Heute, am 16. Oktober ging die zweitägige gemeinsame Sitzung der EU-Gruppe für Stadtentwicklung und des Netzes der nationalen Kontaktpersonen für den territorialen Zusammenhalt zu Ende. An der Sitzung haben Vertreter der EU-Länder, der EU-Beitrittskandidaten, des „HABITAT“-Programmes der Vereinten Nationen, der internationalen Organisationen, die in den Bereichen Stadtentwicklung und territoriale Planung tätig sind, teilgenommen.

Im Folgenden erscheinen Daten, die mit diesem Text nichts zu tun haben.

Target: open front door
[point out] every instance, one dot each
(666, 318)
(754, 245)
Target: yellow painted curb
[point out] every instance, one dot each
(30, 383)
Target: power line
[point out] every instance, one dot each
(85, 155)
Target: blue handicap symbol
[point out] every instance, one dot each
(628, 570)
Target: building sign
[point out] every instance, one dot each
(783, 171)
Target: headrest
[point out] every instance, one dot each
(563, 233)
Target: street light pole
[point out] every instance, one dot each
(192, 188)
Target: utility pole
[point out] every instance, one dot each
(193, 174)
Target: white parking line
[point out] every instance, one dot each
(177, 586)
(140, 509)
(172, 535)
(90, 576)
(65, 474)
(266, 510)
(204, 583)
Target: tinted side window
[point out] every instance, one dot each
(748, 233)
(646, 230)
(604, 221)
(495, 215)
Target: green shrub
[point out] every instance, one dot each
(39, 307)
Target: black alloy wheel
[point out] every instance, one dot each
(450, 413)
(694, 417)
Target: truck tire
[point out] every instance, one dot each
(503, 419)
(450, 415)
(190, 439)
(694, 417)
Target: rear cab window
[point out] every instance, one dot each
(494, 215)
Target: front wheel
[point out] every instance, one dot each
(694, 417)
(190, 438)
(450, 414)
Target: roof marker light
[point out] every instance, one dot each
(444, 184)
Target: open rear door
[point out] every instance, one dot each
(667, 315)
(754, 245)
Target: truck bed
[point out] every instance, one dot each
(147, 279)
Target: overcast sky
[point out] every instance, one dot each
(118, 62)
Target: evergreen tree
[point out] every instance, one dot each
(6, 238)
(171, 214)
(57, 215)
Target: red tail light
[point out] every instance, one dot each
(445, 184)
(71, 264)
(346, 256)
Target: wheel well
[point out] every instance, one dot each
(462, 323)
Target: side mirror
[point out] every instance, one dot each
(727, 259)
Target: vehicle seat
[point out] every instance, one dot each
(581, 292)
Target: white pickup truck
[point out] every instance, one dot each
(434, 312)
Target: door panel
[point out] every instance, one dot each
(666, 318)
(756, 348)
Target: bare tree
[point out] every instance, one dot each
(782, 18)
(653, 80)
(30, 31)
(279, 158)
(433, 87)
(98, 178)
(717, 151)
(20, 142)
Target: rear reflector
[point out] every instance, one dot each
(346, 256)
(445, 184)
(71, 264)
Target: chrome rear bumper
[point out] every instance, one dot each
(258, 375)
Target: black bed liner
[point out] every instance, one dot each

Die Teilnehmer der Sitzung haben über die territorialen Auswirkungen der Migration auf die Stadtentwicklung, den territorialen Zusammenhalt und die Raumentwicklung sowie die Notwendigkeit, unter solchen Bedingungen dafür zu sorgen, dass die internen Stadtstrukturen, Urbanzentren und ihre Netzwerke effizient sind, beraten. Darüber hinaus haben sie über den Bedarf, die EU-Stadtentwicklungsagenda zu entwickeln diskutiert, über die Zusammenarbeit im Rahmen des „HABITAT“-Programmes der Vereinten Nationen, um die für voraussichtlich 2016 vorgesehene „Neue urbane Agenda für das 21. Jahrhundert“ zu erarbeiten.

Viel Aufmerksamkeit wurde im Laufe der Sitzung dem Aktionsplan geschenkt, der der Umsetzung der EU-Territorien-Agenda dient. Dabei wurde die Notwendigkeit unterstrichen, seine Maßnahmen zu erneuern, da die negativen Auswirkungen der territorialen Migration auf die Städteentwicklung, den territorialen Zusammenhalt und die Raumentwicklung  reduziert werden müssen. 

„Diese Sitzung ist sowohl für uns als auch für alle EU-Länder, die sich geäußert haben, wichtig, die von Litauen vorgeschlagenen Themen wurden als sehr relevant eingestuft“, sagt der Direktor des Departements für territoriale Planung, Stadtentwicklung und Architektur des Umweltministeriums Marius Narmontas. Ihm zufolge hat Litauen noch deutlich vor seinem EU-Beitritt angefangen mit den EU-Ländern in diesem Bereich  zusammenzuarbeiten, und als vollberechtigtes ein Land – ab seinem Beitritt 2004. 

Solche Sitzungen werden von jedem Land organisiert, das die EU-Ratspräsidentschaft innehat. Sie finden zwei Mal im Jahr statt und gestalten die gemeinsamen Bestimmungen der EU-Länder. Auf den Sitzungen werden Vorschläge für die Treffen der Generaldirektoren ausgearbeitet.